Detector
From Exampleproblems
In general, something that reacts to stimuli in a set manner, and is either part of a living being, or made by a living being, for the purpose of doing such reacting. Such reactions include sending a signal on for further processing, or activating a reaction that has either evolved, or been designed, to aid a living being.
In telecommunications, the term detector has the following meanings:
- A device that is responsive to the presence or absence of a stimulus.
- In an AM radio receiver, a circuit or device that recovers the signal of interest from the modulated wave.
- In FM reception, a circuit called a discriminator is used to convert frequency variations to amplitude variations.
- In an optical communications receiver, a device that converts the received optical signal to another form.
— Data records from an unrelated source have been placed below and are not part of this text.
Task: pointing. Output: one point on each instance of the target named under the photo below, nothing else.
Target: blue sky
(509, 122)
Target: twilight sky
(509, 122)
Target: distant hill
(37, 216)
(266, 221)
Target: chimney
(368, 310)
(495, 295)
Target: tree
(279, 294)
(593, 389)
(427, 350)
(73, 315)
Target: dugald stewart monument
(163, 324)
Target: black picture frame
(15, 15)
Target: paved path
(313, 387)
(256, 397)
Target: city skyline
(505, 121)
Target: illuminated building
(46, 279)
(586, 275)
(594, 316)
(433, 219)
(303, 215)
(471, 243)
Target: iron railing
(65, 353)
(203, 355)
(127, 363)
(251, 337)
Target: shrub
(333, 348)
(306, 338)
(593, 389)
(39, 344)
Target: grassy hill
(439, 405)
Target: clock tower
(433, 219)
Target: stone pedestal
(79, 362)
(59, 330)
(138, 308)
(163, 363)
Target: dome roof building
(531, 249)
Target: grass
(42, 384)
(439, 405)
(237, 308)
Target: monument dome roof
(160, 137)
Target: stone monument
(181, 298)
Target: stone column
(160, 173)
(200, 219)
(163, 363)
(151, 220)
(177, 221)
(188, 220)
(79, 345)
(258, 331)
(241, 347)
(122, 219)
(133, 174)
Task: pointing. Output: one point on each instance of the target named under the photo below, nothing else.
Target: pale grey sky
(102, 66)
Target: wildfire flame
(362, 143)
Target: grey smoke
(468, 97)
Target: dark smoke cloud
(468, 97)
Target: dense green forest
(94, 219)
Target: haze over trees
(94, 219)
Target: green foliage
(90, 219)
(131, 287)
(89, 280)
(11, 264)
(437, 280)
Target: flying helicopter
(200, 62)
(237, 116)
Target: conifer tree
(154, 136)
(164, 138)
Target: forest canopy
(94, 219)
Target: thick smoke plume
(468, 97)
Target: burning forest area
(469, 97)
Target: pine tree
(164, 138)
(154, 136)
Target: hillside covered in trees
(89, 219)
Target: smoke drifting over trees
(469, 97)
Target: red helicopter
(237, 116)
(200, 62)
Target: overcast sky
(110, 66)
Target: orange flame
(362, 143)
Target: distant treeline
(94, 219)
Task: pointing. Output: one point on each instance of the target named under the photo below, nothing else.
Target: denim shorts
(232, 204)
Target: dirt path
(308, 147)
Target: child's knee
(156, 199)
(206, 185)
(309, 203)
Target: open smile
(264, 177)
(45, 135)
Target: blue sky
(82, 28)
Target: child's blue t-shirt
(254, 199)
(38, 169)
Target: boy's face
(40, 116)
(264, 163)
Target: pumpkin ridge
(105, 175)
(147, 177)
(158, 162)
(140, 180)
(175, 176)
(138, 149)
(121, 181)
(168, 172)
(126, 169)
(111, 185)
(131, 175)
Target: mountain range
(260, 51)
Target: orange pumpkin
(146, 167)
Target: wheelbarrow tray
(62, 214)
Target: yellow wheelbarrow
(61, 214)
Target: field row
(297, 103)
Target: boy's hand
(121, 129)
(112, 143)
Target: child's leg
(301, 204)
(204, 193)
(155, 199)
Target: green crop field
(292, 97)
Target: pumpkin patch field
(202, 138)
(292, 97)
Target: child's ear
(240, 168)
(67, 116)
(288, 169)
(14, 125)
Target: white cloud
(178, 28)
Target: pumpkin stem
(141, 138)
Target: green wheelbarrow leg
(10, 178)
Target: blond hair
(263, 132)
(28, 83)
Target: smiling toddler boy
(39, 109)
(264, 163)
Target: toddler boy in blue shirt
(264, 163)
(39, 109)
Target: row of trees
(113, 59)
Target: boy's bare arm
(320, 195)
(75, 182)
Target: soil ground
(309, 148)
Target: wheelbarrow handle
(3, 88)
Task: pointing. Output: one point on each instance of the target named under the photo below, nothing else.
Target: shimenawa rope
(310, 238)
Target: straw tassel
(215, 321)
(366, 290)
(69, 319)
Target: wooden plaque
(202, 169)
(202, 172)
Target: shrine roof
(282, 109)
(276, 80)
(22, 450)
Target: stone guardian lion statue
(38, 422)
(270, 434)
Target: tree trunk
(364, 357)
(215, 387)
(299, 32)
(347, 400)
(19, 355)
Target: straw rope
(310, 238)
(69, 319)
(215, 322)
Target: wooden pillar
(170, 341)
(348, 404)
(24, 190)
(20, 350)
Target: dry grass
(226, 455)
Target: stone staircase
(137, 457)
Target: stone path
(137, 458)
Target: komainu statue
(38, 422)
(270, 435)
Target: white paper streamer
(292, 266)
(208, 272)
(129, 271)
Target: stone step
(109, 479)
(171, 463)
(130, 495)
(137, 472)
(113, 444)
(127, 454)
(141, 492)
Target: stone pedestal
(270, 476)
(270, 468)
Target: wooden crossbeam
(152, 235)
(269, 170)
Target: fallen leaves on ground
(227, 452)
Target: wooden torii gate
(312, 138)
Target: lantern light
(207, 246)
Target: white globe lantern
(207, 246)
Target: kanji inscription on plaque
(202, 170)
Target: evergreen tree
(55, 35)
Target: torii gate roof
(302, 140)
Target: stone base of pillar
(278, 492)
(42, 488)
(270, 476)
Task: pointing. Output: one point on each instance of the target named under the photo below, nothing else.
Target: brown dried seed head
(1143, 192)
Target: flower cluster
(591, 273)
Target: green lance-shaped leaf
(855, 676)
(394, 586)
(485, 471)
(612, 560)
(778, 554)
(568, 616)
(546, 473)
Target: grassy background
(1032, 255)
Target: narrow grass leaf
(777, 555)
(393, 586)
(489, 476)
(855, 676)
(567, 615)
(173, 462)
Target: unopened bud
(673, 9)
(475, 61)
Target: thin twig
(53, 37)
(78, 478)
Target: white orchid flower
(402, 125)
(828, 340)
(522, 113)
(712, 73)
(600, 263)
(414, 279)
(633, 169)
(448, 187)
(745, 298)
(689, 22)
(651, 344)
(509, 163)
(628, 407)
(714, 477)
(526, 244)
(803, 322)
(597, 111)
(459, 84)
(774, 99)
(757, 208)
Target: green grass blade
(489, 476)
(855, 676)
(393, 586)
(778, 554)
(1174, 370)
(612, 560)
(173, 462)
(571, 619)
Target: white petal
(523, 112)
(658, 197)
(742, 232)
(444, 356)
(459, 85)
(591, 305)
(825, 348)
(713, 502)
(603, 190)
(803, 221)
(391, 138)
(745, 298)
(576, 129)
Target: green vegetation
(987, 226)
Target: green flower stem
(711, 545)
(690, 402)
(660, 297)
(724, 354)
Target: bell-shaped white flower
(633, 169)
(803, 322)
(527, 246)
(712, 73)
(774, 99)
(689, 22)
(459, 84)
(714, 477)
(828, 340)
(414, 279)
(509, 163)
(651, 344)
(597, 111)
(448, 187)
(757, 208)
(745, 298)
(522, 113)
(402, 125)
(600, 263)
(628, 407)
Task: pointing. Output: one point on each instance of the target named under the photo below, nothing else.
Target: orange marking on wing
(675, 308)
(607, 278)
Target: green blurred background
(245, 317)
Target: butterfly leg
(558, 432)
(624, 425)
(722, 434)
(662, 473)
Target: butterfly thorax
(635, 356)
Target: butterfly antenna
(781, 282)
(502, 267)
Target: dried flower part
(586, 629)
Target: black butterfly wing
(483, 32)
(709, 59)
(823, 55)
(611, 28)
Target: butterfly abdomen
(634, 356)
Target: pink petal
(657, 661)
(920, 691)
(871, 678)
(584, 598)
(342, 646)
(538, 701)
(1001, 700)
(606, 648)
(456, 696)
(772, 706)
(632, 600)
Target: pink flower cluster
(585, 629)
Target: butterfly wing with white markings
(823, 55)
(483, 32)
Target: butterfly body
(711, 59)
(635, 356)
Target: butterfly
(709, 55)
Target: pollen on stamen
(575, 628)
Note: Currently, this conversion is from optical to electrical power; however, optical-to-optical techniques are under development.
- Source: from Federal Standard 1037C
Most optical detectors are quantum devices in which an individual photon of light produces a discrete effect.
- In a photographic plate, a silver halide molecule is split into an atom of metallic silver and a halogen atom
- In electronic detectors, the photon excites an electron
- into the conduction band (in semiconductor detectors)
- or into free space (in photomultiplier tubes)
There are optical detectors that are effectively thermometers, responding purely to the heating effect of the incoming radiation, such as pyroelectric detectors, Golay cells. thermocouples and termistors, but they are much less sensitive.
In astronomy, the detecting devices generally used to record images are charge-coupled devices (CCD), although, before the 1990s, photographic plates were the most common.
In experimental particle physics, a particle detector is a device used to track and identify elementary particles.